Aston Medical School
- Type: Medical school
- Established: 2014
- Parent institution: Aston University
- Dean: Anthony Hilton
- Students: 700
- Location: Birmingham, West Midlands, England, United Kingdom 52°29′11″N 1°53′18″W﻿ / ﻿52.486438°N 1.888310°W
- Website: www.aston.ac.uk/aston-medical-school

= Aston Medical School =

Aston Medical School (AMS) is part of Aston University, located in the city centre of Birmingham, in the United Kingdom. It is the 34th medical school in the UK and 6th in the Midlands. It exists to train doctors and to promote medical research. Aston Medical School was conceived and led by the founder Professor Asif Ahmed, who was the inaugural Executive Dean and also served as the first Pro-Vice-Chancellor for Health. The current Dean of Aston Medical School is Professor Anthony Hilton.

== Course ==
The Bachelor of Medicine, Bachelor of Surgery (MB ChB) degree is a 5-year course. Phase I (the first two years) consist of learning through a systems based approach the structure and function of the human body. Teaching is generally delivered via traditional lectures, small group learning, and exposure to anatomical models and cadaveric specimens. Early clinical training is integrated into this phase with extensive clinical correlations, clinical skills teaching and community based general practice experience. Phase II (final three years) consists of predominantly hospital based training in the West Midlands region. Students will be offered the opportunity to undertake an integrated postgraduate certificate in Health Leadership as a student selected component of phase II.

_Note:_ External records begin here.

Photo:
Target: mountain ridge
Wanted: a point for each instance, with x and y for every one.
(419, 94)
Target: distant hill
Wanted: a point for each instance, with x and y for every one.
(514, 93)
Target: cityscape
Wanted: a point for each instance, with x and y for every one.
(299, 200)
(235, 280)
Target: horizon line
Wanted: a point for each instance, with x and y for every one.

Aston Medical School will also offer various research options for postgraduate students.

== Admissions ==
From September 2015 Aston Medical School took PhD students into Aston Medical Research Institute (AMRI). In September 2016, Aston Medical School started a taught MSc course in Surgery for Specialist Registrars which coincided with Aston's 50th Anniversary. The first undergraduate MBChB students commenced studies in September 2018, following approval of its programme by the General Medical Council which regulates the medical profession in the United Kingdom.

Aston Medical School has been fully accredited in 2023 after the first batch of medical students graduated.

== Research ==

Aston Medical Research Institute (AMRI) is the Translational Medicine arm of Aston University and brings together all five schools with a distinct focus: to rapidly develop new and affordable medical therapies and diagnostics for global use with relative ease. In the first instance, AMS researchers are focused on the areas of cardiology, obstetrics and regenerative medicine. A number of Early Career Researchers from the USA have joined AMRI and AMS on Marie Curie Fellowships. The ACALM Study Unit founded by Rahul Potluri is in collaboration with Aston Medical School and has undertaken notable research.